25 January 2021 – This paper authored by Indranil Dutta, Ricardo Nogales and Gaston Yalonetzky explores the dangers with endogenous (i.e. data-driven) weights in measuring poverty.
Multidimensional Poverty Indices (MPIs) depend on the weights assigned to the different dimensions and their indicators. A common approach is to use exogenous weights, which are independent of the dataset and reflect some reasoned value judgements of the society, the analyst or the policymaker. In contrast, this paper focuses on a growing body of literature which relies on the alternative of endogenous (data-driven) weights, which are determined entirely by the dataset, as a way to derive the importance of the different indicators in the composite measure of deprivation.

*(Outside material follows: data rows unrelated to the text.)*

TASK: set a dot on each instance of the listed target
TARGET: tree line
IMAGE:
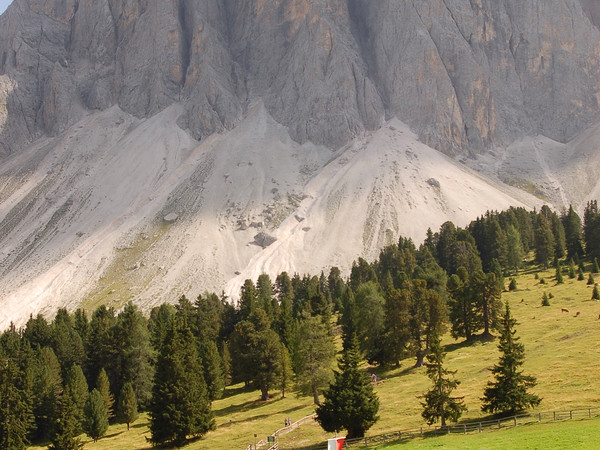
(279, 335)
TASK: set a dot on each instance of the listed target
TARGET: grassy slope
(571, 435)
(561, 351)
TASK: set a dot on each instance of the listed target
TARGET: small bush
(545, 300)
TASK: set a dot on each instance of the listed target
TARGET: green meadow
(561, 348)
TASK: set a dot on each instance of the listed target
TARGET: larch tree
(179, 406)
(508, 392)
(313, 354)
(95, 421)
(127, 411)
(438, 401)
(349, 402)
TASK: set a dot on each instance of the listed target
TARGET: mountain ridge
(153, 149)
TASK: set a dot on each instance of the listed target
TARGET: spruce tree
(313, 354)
(103, 386)
(66, 426)
(127, 407)
(77, 388)
(16, 417)
(179, 406)
(508, 393)
(350, 402)
(95, 423)
(438, 404)
(213, 370)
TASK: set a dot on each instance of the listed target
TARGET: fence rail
(471, 427)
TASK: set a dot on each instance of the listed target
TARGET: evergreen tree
(16, 415)
(438, 404)
(66, 426)
(134, 353)
(370, 319)
(573, 233)
(287, 374)
(96, 420)
(213, 370)
(76, 386)
(544, 241)
(591, 229)
(47, 389)
(463, 307)
(559, 277)
(590, 279)
(487, 291)
(350, 402)
(127, 407)
(507, 394)
(313, 354)
(103, 386)
(179, 406)
(514, 254)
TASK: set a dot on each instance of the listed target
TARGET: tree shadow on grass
(246, 406)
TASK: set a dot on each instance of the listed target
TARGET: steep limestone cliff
(467, 75)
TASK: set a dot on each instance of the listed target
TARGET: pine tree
(47, 389)
(179, 406)
(438, 404)
(350, 402)
(77, 388)
(313, 354)
(286, 370)
(590, 279)
(103, 386)
(133, 352)
(127, 407)
(559, 277)
(95, 423)
(16, 416)
(213, 371)
(66, 426)
(507, 394)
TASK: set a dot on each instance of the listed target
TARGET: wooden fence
(476, 427)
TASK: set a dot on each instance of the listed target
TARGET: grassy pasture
(561, 350)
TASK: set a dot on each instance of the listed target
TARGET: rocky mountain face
(154, 148)
(467, 75)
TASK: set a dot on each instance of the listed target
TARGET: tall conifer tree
(508, 393)
(439, 404)
(350, 402)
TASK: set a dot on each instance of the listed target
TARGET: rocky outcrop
(466, 75)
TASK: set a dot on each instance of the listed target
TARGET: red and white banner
(335, 443)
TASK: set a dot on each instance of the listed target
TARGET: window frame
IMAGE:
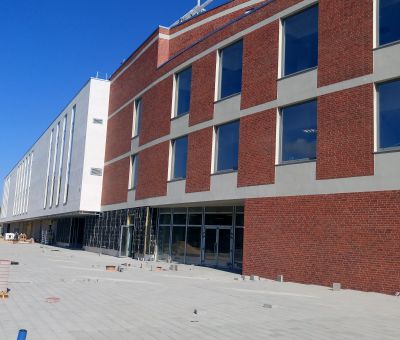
(377, 27)
(218, 88)
(133, 171)
(282, 43)
(175, 96)
(279, 160)
(215, 150)
(137, 112)
(377, 120)
(171, 176)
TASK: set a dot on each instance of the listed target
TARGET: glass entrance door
(126, 241)
(217, 247)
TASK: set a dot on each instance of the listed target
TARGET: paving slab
(67, 294)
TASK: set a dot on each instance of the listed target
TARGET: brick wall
(119, 133)
(345, 40)
(153, 172)
(203, 89)
(260, 66)
(345, 143)
(257, 149)
(348, 238)
(199, 160)
(115, 182)
(156, 111)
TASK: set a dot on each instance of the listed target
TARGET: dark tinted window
(301, 41)
(299, 131)
(389, 21)
(389, 114)
(231, 69)
(184, 83)
(180, 157)
(218, 219)
(228, 146)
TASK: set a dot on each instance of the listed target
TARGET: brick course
(345, 142)
(260, 66)
(115, 182)
(156, 112)
(199, 160)
(203, 89)
(345, 40)
(352, 238)
(257, 149)
(119, 133)
(153, 172)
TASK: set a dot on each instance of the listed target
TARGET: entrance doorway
(218, 247)
(126, 241)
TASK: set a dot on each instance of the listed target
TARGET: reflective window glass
(183, 85)
(231, 69)
(228, 146)
(389, 23)
(180, 157)
(299, 131)
(301, 41)
(389, 114)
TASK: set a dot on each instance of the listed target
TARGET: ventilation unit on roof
(197, 10)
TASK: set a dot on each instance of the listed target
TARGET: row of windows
(297, 135)
(299, 50)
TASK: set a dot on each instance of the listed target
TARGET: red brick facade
(203, 89)
(153, 172)
(352, 239)
(345, 40)
(260, 66)
(156, 112)
(257, 149)
(199, 161)
(119, 133)
(345, 143)
(115, 182)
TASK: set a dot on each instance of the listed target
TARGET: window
(231, 70)
(137, 117)
(134, 172)
(299, 132)
(183, 87)
(389, 26)
(227, 146)
(389, 115)
(179, 158)
(301, 41)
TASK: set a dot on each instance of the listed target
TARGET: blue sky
(49, 48)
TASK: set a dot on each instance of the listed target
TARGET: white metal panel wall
(49, 179)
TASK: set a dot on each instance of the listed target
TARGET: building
(59, 180)
(263, 137)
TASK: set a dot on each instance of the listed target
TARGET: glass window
(193, 245)
(218, 219)
(163, 242)
(231, 69)
(183, 87)
(178, 243)
(179, 158)
(227, 146)
(134, 171)
(389, 24)
(299, 131)
(301, 41)
(389, 114)
(137, 117)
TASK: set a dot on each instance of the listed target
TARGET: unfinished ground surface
(145, 304)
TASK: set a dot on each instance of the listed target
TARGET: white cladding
(56, 176)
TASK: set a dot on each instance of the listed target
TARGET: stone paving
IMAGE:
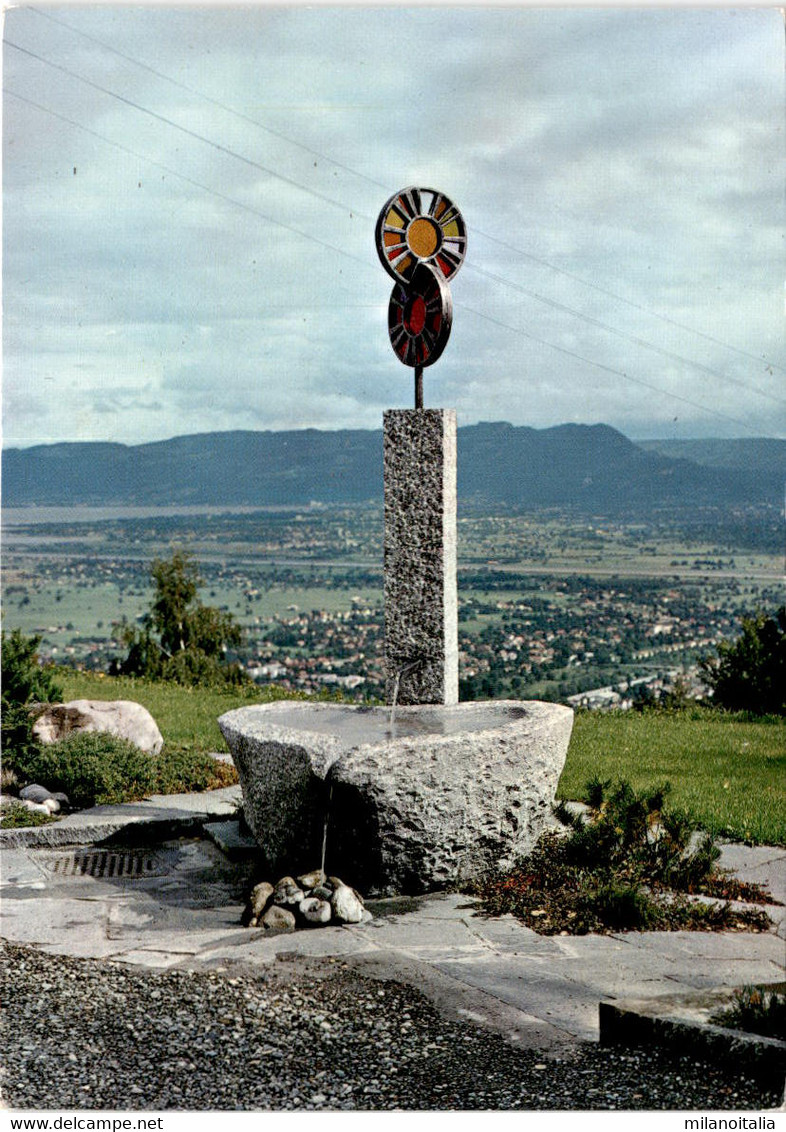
(538, 991)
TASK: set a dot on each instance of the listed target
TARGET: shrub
(18, 816)
(92, 768)
(750, 675)
(626, 867)
(757, 1011)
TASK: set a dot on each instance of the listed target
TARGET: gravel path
(93, 1035)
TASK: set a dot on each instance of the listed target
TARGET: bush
(92, 768)
(17, 817)
(24, 683)
(750, 675)
(179, 771)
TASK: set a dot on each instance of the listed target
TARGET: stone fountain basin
(438, 795)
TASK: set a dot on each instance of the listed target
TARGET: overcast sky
(189, 198)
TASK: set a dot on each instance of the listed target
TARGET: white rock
(34, 792)
(312, 880)
(278, 919)
(34, 807)
(124, 718)
(258, 901)
(347, 906)
(315, 911)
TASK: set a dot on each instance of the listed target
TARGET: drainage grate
(125, 864)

This paper demonstrates how a broad and popular class of endogenous weights violates key properties of MPIs. These properties are monotonicity, where the overall poverty experience of a society cannot improve if the poverty experience of any of its members worsens in any indicator. Endogenous weights can also violate subgroup consistency, which is where changes in the overall poverty of a society should coherently reflect changes in poverty in a group of its members. The paper provides analytical proofs for the existence of these violations, and explains why and when they can occur. Using real-life data from Ecuador and Uganda, it also shows that they can be ubiquitous in practice.
The OPHI Working Paper series covers research into innovations in multidimensional poverty measurement and makes new academic research by OPHI researchers publicly available prior to their publication.